Newton’s Laws and the Lunar Lander Name__________
In this simulation, you will experience Newton’s Laws from the standpoint of operating a
spacecraft in a frictionless environment. You will learn how to pilot a lunar Lander, also called a
Lunar Excursion Module or Lunar Module (LEM, LM) and land that craft on the surface of the
moon. However, just like Neil Armstrong in 1969, you will have a limited amount of fuel and
time before you will have to find a safe place to land the LM or suffer the consequences.
Objectives:
To gain an understanding of objects in motion in a straight line will only change their
path if a force is applied according to Newton’s 1st Law
To understand the relationship between force, mass, and acceleration according to
Newton’s 2nd Law.
To learn the concepts of action/reaction forces according to Newton’s 3rd Law.
To apply the DVAT equations to new situations.
Procedure:
Familiarize yourself with the controls of the LM. Take a few minutes and play around with the
Lander to see how it operates. If you can land your craft in between tighter boulders, you can
get a higher score. Try flying horizontally and see what happens. Try boosting the LM at full
thrust vertically upward and see what happens. Turn on the vector display so that you will
visualize the factors acting on your Lander. Note that you can pause the program at any
time to collect data!
Newton’s Laws:
1. While your LM is above the surface of the moon, fire the engines to gain some altitude.
Cut your thrust so that you don’t waste all of your fuel. You should be at least 250m
above the surface. Once you get to this altitude, tilt the LM so that you are at a 450 to
the vertical. Fire your engines for a brief burst.
a. Once you fire your engines what do you notice about the x-Velocity?
b. How can you correct your trajectory to compensate for the effect you observed in
part (a)?
c. Explain the reason why you have to correct your trajectory using Newton’s Laws.
d. What do you have to do in order to get the LM to hover at a constant altitude?
2. Reset the simulation so that your LM has a full tank of fuel. Fire your engines for a
short burst so that you gain some altitude. You should be at least 300m from the
surface.
a. Record an initial altitude for the LM and let it fall toward the surface without firing its
engine. Notice the y-Velocity on the display monitor. Use this information to
calculate the acceleration due to the moon’s gravity. Record your solution with the
data you collected below.
b. Once you have calculated the moon’s acceleration due to gravity, find the maximum
acceleration of the LM due to its engines. Explain your solution below and show the
data you used and collected.
c. Now with the data you collected and your answer to part (b), find the mass of the LM.

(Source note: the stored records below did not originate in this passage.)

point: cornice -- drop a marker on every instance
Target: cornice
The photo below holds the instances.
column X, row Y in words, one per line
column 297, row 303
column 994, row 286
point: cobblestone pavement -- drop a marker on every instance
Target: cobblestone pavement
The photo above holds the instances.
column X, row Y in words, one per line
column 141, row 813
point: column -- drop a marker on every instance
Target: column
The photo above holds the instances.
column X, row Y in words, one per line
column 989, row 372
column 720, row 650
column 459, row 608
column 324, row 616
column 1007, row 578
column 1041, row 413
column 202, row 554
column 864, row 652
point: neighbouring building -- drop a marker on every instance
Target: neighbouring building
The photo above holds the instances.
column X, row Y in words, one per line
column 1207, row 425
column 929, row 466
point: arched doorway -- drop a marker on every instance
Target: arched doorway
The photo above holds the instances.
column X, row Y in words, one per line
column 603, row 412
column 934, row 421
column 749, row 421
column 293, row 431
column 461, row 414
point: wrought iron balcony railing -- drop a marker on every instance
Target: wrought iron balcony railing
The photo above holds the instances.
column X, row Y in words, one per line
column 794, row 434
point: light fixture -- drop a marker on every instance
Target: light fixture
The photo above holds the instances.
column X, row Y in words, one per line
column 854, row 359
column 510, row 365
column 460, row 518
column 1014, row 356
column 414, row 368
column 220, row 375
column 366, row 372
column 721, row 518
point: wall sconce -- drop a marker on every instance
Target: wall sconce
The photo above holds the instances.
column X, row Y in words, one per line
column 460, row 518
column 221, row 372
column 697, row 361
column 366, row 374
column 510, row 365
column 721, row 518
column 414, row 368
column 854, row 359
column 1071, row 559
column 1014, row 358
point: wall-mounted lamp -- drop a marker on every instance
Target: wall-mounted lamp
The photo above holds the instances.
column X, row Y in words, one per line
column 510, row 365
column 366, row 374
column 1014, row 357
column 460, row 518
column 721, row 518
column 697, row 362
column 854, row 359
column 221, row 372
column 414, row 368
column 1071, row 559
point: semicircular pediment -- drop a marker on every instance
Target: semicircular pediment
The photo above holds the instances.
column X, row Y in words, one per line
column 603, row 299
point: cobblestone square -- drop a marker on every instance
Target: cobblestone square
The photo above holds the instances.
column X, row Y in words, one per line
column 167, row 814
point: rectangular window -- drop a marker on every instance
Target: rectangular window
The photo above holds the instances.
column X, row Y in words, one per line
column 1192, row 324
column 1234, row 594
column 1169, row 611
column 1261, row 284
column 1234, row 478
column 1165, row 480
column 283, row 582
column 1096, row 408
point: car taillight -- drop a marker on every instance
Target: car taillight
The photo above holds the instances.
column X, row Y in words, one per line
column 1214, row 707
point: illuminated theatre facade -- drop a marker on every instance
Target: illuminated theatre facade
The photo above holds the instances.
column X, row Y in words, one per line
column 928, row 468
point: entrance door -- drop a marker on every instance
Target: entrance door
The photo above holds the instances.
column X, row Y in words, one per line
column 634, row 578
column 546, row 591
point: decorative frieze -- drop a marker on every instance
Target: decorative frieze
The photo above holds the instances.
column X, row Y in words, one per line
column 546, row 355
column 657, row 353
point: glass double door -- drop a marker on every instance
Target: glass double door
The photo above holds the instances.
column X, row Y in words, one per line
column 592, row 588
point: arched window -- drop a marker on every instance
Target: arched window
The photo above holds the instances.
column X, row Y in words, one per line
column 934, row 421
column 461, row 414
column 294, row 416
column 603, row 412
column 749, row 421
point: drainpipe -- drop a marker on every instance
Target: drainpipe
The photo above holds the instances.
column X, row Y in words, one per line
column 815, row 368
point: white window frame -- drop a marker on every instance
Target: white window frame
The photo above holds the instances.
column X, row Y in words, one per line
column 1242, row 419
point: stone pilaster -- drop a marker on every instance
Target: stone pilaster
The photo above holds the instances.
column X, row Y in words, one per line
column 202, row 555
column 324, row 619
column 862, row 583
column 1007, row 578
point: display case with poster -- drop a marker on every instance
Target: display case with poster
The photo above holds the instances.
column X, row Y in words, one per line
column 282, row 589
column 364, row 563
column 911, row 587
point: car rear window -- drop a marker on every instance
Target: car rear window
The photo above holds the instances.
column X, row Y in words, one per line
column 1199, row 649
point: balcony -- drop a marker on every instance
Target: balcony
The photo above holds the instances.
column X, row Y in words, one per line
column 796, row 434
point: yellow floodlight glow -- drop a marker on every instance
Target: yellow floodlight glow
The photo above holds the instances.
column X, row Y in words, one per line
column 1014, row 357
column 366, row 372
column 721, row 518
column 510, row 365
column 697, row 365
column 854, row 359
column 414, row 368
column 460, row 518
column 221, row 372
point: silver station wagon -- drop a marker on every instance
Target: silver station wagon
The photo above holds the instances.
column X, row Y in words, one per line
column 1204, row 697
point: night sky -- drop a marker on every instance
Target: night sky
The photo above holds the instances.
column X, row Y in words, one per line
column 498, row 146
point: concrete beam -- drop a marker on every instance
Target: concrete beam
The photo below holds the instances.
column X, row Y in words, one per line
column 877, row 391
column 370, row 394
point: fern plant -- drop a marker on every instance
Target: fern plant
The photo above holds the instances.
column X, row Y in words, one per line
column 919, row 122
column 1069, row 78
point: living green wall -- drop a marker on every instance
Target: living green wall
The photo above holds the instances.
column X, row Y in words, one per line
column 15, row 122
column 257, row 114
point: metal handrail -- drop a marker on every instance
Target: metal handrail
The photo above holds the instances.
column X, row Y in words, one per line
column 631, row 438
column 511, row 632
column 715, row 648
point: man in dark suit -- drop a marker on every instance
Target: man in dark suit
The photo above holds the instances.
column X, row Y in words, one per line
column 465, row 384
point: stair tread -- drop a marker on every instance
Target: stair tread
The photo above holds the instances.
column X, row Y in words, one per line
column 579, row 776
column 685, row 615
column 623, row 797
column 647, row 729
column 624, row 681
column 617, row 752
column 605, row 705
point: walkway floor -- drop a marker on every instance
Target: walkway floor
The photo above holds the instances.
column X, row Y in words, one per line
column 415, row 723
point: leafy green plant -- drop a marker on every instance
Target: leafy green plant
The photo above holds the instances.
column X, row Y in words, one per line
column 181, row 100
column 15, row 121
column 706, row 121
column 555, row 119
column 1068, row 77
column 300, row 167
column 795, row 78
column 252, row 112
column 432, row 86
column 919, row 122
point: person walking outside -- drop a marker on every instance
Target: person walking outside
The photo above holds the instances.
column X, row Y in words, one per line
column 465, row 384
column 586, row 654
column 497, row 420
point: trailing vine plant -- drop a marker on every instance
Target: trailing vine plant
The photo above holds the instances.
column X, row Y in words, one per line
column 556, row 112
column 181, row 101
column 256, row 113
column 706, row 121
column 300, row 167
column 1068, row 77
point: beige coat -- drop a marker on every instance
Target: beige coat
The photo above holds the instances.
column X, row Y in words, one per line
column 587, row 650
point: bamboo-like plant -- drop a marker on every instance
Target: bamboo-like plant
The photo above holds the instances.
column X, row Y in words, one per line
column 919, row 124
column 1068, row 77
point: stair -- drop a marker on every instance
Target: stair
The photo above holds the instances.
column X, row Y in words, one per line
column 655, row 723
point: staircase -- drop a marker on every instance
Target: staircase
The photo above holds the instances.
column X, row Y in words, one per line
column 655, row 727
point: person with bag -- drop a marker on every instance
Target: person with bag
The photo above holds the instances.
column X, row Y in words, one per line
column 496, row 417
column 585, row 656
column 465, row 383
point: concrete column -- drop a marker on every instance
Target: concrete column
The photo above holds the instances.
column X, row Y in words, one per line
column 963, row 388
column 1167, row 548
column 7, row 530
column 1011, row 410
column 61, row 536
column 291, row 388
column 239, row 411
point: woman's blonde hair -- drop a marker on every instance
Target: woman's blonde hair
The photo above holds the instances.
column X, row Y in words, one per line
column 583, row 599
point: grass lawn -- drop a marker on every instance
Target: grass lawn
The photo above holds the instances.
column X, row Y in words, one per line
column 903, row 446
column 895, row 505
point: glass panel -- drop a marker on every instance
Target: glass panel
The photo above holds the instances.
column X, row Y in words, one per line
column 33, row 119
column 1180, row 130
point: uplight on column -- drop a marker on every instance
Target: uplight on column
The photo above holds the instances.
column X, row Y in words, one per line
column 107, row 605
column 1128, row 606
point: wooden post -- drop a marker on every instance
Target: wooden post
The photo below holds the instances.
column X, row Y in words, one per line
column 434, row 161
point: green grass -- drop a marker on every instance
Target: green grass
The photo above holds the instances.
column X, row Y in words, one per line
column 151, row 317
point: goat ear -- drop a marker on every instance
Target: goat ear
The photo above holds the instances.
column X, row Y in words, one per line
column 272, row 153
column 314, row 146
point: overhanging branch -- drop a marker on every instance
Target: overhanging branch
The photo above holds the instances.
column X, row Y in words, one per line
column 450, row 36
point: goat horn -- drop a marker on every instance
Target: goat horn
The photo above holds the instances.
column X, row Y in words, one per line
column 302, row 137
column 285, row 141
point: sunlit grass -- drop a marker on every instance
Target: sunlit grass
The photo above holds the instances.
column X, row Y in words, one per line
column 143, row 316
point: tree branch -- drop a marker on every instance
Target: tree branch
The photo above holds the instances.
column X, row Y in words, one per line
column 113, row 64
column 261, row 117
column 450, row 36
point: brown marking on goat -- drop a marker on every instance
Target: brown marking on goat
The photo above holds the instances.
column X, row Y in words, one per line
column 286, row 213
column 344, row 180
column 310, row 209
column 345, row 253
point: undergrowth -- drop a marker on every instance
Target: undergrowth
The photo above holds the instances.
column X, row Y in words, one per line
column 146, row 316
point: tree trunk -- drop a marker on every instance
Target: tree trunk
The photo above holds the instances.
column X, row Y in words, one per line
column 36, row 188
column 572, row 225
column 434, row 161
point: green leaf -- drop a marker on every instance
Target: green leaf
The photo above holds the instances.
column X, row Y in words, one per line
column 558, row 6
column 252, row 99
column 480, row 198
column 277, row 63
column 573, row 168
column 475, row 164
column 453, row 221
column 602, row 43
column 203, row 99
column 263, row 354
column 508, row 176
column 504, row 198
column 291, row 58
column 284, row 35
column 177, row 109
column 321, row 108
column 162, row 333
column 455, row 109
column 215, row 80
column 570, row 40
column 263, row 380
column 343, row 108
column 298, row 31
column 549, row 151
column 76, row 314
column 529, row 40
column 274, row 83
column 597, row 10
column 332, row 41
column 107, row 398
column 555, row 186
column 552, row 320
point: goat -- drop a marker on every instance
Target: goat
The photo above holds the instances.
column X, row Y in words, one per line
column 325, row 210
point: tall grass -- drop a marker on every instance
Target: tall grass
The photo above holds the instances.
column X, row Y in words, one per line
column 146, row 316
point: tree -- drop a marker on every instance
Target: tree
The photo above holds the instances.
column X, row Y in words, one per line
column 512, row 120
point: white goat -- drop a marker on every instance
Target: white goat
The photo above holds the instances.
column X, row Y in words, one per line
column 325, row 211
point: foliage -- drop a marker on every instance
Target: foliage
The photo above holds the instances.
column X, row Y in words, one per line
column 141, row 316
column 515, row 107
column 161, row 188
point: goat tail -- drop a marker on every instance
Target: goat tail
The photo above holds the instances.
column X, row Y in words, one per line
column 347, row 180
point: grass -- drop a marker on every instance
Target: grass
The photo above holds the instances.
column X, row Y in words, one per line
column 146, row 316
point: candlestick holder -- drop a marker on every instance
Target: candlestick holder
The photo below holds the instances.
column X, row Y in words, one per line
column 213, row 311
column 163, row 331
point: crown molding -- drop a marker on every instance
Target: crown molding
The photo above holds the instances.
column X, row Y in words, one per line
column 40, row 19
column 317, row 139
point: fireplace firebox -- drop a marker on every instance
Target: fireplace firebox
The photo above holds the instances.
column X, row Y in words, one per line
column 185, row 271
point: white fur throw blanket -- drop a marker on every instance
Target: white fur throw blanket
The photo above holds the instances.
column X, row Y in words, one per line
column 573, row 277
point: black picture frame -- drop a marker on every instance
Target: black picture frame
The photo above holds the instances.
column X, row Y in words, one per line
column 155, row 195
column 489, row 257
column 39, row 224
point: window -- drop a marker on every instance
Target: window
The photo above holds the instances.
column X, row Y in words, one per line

Explain your solution below and show the data you used and collected.
d. Does your value for the mass of the LM change depending on how much fuel you
use up in the simulation? Support your answer with data and show your work.
e. According to your findings from this simulation, what would the LM’s weight be on
Earth? On the Moon?
Projectile Motion Extension:
Use the value for the acceleration due to gravity on the moon to complete this extension. Boost
the LM to an altitude of ~300 m such that the y-Velocity will be zero at this point. (You may
have to pause the simulation to get the sequence down.) Have the LM tilted 900 to the left or to
the right so that if you fired the engines the resulting velocity would be along the x-axis.
Once at this altitude, and with the LM in the proper position, fire the engines for a short burst so
that the LM gains a velocity of ~0.5 m/s (make sure you write down the exact velocity).
Predict where the LM will crash if you let it continue on its path to the surface of the moon.
Does your prediction match the readout for the LM’s range on the display panel? (Note, you
may have to maneuver your LM so that you have an initial x-position = 0m. Do this before you
set the LM in position at the 300 m altitude. If this is too difficult, just note your initial x-position.)
Find the % error between your prediction and the actual range.